È l’ultima mezz’ora del diciannovesimo episodio di Kara Sevda (Amore cieco), una delle circa sessanta serie tv prodotte ogni anno in Turchia. Racconta di una giovane e ricca ragazza innamorata della pittura e di un uomo di classe sociale inferiore alla sua. Fino a quando un segreto di famiglia non la costringe a rinunciare al suo amore e a sposare l’uomo che custodisce il terribile segreto.

Sono le 23.15 quando il ballo si consuma sul piccolo schermo e Nayler è seduta a terra accanto alla stufa al centro del piccolo tinello, impegnata a pulire verdure e a strillare contro il figlio maggiore che reclama denari. Non distoglie lo sguardo dal televisore nemmeno un istante. La voce possente e la corporatura imponente sono quelle di una donna forte. Nayler è madre di sei figli che cresce da sola nel quartiere popolare di Tarlabasi, fatiscente rione levantino abitato perlopiù da minoranze etniche (curdi, alevi, rom). Il marito, militante del Partito dei Lavoratori Curdo (PKK) – considerato da Turchia e Occidente un’organizzazione terroristica –, è in carcere da tempo. Due delle figlie, 17 e 10 anni, le siedono accanto. I commenti si susseguono mentre le luci dello schermo lampeggiano come quelle di un semaforo. “Oh mio Dio, hai visto?” “Ora stai a vedere che Asu si mette in mezzo!”.

Occorre uno sforzo di immaginazione non indifferente per pensare che nello stesso momento Asli, una giovane studentessa di cinema presso la privata Kultur Universitesi di Istanbul, siede con la madre e le sorelle su un comodo divano in pelle nel suo appartamento di Yesilkoy, quartiere locato nella parte europea della città dove coesistono meravigliosi esempi architettonici di art nouveau e complessi residenziali per ricchi di nuova costruzione, a guardare le medesime immagini mentre sorseggia tè e sgranocchia biscottini al miele e pistacchi. Il gusto di Asli riflette impeccabilmente quello di una borghesia islamica affluente e conservatrice, con la borsa griffata, l’iPhone nella custodia di Swarovski, il viso vistosamente truccato e il capo coperto da un velo all’ultima moda. Per le tre ore di programmazione di Kara Sevda le quattro donne non lasciano il salotto. Nel frattempo Asli racconta della sua giornata all’università, impiegata a rimettere in scena una sequenza di un film a sua scelta. Come molti suoi compagni, ha preferito una scena tratta da una serie tv.
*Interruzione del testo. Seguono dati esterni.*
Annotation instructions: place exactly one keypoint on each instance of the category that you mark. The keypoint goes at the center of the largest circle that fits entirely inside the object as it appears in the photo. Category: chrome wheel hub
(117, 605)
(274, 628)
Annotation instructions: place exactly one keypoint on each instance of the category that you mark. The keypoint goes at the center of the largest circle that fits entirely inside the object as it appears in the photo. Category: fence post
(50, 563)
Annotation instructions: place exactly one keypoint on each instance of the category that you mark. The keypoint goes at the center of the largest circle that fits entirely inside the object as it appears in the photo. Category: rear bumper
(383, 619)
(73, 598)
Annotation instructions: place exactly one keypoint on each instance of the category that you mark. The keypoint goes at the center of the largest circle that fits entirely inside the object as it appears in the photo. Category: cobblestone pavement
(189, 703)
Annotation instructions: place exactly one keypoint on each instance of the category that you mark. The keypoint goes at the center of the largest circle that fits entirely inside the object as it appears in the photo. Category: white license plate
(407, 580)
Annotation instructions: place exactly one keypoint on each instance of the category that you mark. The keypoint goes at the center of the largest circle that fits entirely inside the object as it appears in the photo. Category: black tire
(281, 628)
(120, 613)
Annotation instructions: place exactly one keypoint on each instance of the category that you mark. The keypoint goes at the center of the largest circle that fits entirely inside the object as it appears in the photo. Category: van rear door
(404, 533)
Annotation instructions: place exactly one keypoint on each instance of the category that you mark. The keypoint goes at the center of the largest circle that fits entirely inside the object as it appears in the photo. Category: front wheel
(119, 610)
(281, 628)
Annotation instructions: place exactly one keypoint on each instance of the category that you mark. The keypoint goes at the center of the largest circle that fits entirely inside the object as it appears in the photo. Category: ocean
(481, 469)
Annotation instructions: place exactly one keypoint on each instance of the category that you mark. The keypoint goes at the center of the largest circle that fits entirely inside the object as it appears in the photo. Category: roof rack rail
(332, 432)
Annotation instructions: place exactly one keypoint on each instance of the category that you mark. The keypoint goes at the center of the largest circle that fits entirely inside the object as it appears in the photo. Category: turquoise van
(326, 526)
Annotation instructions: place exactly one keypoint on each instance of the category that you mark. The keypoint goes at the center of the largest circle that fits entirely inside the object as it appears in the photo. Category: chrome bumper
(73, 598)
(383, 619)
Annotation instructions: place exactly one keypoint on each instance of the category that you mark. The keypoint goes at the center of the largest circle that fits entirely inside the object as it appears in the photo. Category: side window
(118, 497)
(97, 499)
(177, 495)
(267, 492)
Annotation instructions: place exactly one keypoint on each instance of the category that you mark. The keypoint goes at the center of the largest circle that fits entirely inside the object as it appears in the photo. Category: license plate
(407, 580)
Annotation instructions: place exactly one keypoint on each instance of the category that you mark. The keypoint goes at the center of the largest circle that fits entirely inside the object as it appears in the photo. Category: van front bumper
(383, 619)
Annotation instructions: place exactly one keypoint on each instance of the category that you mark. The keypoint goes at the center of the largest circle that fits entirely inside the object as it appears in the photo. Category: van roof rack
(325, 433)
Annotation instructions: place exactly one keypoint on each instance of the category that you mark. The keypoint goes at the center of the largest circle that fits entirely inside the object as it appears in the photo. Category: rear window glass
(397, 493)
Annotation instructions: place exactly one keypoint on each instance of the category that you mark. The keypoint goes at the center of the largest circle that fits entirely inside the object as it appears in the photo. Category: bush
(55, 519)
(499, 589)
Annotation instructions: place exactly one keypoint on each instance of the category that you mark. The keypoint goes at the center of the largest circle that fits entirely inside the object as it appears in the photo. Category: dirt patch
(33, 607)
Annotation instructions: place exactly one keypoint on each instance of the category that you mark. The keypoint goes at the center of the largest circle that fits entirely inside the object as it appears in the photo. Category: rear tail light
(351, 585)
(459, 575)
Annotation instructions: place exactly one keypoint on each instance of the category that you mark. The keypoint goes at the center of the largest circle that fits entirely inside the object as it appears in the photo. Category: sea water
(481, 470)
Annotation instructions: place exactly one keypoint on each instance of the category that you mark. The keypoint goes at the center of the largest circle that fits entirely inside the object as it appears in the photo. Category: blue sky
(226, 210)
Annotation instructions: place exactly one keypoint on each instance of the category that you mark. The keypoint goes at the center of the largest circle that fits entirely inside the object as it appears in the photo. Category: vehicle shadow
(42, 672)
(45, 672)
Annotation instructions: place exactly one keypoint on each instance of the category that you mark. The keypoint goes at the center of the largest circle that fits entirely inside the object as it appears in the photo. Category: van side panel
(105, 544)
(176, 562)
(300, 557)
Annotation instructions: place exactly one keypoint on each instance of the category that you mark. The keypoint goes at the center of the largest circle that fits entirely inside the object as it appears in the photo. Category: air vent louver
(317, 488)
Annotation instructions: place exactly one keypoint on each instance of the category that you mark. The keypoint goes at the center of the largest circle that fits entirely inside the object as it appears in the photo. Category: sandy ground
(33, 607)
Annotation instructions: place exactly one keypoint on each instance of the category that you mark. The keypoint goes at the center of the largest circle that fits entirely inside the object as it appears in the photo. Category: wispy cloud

Dimensioni e radici di un fenomeno

Una coppia di fidanzati litiga, la ragazza dice di non poterne più e di volerlo lasciare, butta l’anello di fidanzamento sul tavolo. Per tutta risposta lui dice che se lo lascia si vedrà costretto a ucciderla. E lei raccoglie la sfida. Esce di casa seguita da lui, che poco dopo spara alle ruote della macchina sulla quale lei è salita. Impossibilitata a mettere in moto, scende dall’auto e gli va incontro, i due si abbracciano. Un amore sofferto, una mascolinità ridotta alla forza del possesso e una passione bruciante al punto di rasentare il delitto. Penso a Howard Beale, il messianico commentatore televisivo nel magnifico Quinto potere di Sidney Lumet. Erano gli anni Settanta quando davanti a 60 milioni di americani ha proclamato “Noi commerciamo illusioni, niente di tutto questo è vero ma voi tutti ve ne state seduti là, incollati allo schermo, giorno dopo giorno, notte dopo notte, di ogni razza, età, fede”. Questo soltanto l’incipit di una critica troppo feroce per trovar spazio in questo affresco di serialità televisiva turca, ma una citazione pertinente se si considera che il fenomeno si è mostrato capace di trascendere classi sociali, appartenenze etniche, ideologie e credi religiosi per oltre 40 anni e che oggi ha un pubblico di oltre 400 milioni di spettatori in 75 paesi del mondo. Con un volume di affari sviluppatosi esponenzialmente dalla liberalizzazione del mercato televisivo avvenuta negli anni Novanta, sono circa sei i network televisivi che si contendono il primato commerciale: la statale TRT e le private Kanal D, Star, Fox, Atv e Show Tv. Con un ventaglio di indici di ascolto medio che può variare dal 25% al 10%, i palinsesti di prima serata sono per oltre il 60% occupati da serie televisive made in Turkey.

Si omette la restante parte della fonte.